Mar 272012
 

Ribbonfarm raises an interesting point about the status of subcultures in the mass surveillance age, and that got me thinking about the status of BDSM as a subculture.

Contrary to popular belief, subcultures are not vague constructs. They have a precise, if negative, definition: a subculture is a pattern of social order that is not worth codifying and institutionalizing for the purposes of governance or economic exploitation, under normal circumstances. So subcultures have historically relied on their obscurity, illegibility and unimportance to ensure autonomy and security.

[…]

The subcultural web is now being made legible and governable under the harsh light of Facebook Like actions. Just in time too, since the returns on coarser forms of political and economic exploitation are now rapidly diminishing.

[…]

The world of subcultures are about to be comprehensively explored, mapped, tamed and domesticated. The larger the subculture, the faster it will fall.

The most obvious form of infiltration is commercial. There was recently a dustup in the steampunk blogosphere about people buying mass-produced steampunk costumes instead of making their own or buying from costume designers who work on an artisanal model of production. Apart from the issues of authenticity, there’s also the financial health of the steampunk scene. Spending $500 on an one-off steampunk outfit from an artisanal costumer means that artist can pay rent that month and not go back to their day job, and can also buy better materials and equipment, and effectively circulates back into the steampunk scene in social goods.

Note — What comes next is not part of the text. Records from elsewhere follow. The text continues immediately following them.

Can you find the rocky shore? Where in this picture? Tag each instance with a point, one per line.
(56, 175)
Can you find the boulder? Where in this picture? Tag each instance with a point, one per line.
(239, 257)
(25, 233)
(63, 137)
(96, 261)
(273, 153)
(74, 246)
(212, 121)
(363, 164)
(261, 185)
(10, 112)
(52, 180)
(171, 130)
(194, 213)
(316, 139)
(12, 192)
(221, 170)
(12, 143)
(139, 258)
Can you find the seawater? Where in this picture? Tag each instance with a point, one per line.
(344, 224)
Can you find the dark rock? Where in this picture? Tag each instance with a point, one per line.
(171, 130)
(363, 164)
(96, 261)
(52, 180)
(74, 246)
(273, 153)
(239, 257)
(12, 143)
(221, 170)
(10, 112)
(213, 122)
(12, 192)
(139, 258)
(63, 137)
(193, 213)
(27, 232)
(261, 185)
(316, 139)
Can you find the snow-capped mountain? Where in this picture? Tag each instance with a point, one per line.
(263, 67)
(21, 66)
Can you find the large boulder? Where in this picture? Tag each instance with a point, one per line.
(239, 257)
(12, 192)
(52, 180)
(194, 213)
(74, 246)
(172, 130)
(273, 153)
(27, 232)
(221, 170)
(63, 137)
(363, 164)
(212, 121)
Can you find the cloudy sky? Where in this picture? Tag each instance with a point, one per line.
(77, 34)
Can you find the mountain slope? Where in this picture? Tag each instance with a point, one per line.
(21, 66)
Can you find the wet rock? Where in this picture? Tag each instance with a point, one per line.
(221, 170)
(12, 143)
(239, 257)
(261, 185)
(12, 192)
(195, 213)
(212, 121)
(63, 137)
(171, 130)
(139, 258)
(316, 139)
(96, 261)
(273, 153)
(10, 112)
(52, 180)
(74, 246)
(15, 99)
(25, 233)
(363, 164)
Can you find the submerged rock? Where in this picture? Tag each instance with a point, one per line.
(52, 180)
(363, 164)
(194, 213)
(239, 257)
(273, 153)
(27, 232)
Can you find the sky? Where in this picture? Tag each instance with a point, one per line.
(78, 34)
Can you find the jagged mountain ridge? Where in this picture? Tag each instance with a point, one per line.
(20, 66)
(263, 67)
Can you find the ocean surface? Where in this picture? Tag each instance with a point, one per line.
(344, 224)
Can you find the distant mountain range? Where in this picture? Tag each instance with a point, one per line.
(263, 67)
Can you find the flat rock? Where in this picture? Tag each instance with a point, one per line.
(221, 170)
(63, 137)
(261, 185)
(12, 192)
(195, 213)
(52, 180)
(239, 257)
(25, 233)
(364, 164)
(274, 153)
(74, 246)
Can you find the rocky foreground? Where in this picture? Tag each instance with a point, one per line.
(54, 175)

Spend $100 on a mass-produced, off-the-rack outfit and the money escapes the subculture and goes elsewhere.

The same applies to BDSM goods: artisanal production of corsets, paddles, whips, etc, versus mass-production. Until relatively recently, there was no market category of BDSM gear. You either purchased your handcuffs or riding crops from police or riding tack stores, or you went to some guy-who-knew-a-guy, if you were that lucky. Today, BDSM gear is peg merchandise. You can get quality, custom-made stuff if you are willing to pay the price and have access, but there’s always the temptation to go cheap. Once that happens, the money leaks out of the Scene and doesn’t come back in.

Look at the roots of the BDSM subculture, which is tied strongly to the mass media that emerged in the mid-nineteenth century, the Victorian fetish magazines. A few generations later, you had the swinging contact magazine culture described in The Velvet Underground, and the photographer-model-guy with bondage equipment triad described in Bienvenu. (Granted, these magazines and other publications are known (legible, in Ribbonfarm’s terms) now because they are part of the historical record, while the personal connections are not.)

Like-minded individuals could find each other, in spite of secrecy and prejudice. They could find each other better than legal and medical authorities could, if they even knew about the subculture. They were trulysub-cultures, below the surface, off the radar.

Shared common knowledge texts are often enough. Secret handshakes serve the purpose of one-to-one mutual recognition, and three-way introductions are enough to allow small local groups to cohere. Dress codes, popular haunts and the active-use texts change slowly enough that secret handshakes suffice for all information diffusion. No envelope stuffing or email lists are needed. Punishment for defection — shunning and expulsion — is generally weak and local, because the value of membership is generally weak and local (friends to hang out with, parties to go to, a local economy of favor trading).

Of course, sooner or later people who weren’t direct participants took notice. Diana Rigg rocked a leather catsuit in The Avengers in the ’60s, and punk and New Wave moved into bondage gear and PVC.

Today, mainstream culture keeps appropriating BDSM: music videos, Hollywood movies, fashion designers, advertising. The CSI police procedural TV franchise seems to function as a kind of subcultural strip-mining operation, dragging one obscure clique after another into the spotlight and shoehorning it into another murder-mystery plotline (and usually garbling it completely.)

Today, the marketing machine can at best put its muscle behind a Justin Bieber and create coarse, large-scale culture whose manufactured nature is obvious to all but the dimmest of observers.

Tomorrow, it will be able to create tiny, niche cultures whose members will either sincerely believe that the subculture is their own creation, or ironically not care that it has been manufactured for them to find through engineered serendipity.

Ribbonfarm’s theory raises two questions.

The first is, will BDSM be domesticated? Depends what you mean. BDSM has always been a slippery, trickster-ish kind of thing, all about parody and mimicry. It would be hard to argue for “BDSM rights” on the same identity-politics model as LGBT rights. On the other hand, the sheer ubiquity of cameras in smartphones is leaking into even my local non-profit BDSM party.

The second question is, can something like the BDSM culture evolve in the future, or will the conditions of connectivity plus anonymity plus finely specialized interests not exist? Ribbonfarm says that we will eventually reach “peak attention”, when anything done by three or more people will be known will be legible. This could produce a greater degree of cultural homogeneity, not just because of overt political oppression, but from a lack of isolated cultural spaces where things can grow.

The subcultural web is now open for colonization. It will retain a potential for very coarse and rough kinds of subversion (#OccupyWallStreet is sort of the Swan Song of subcultural power).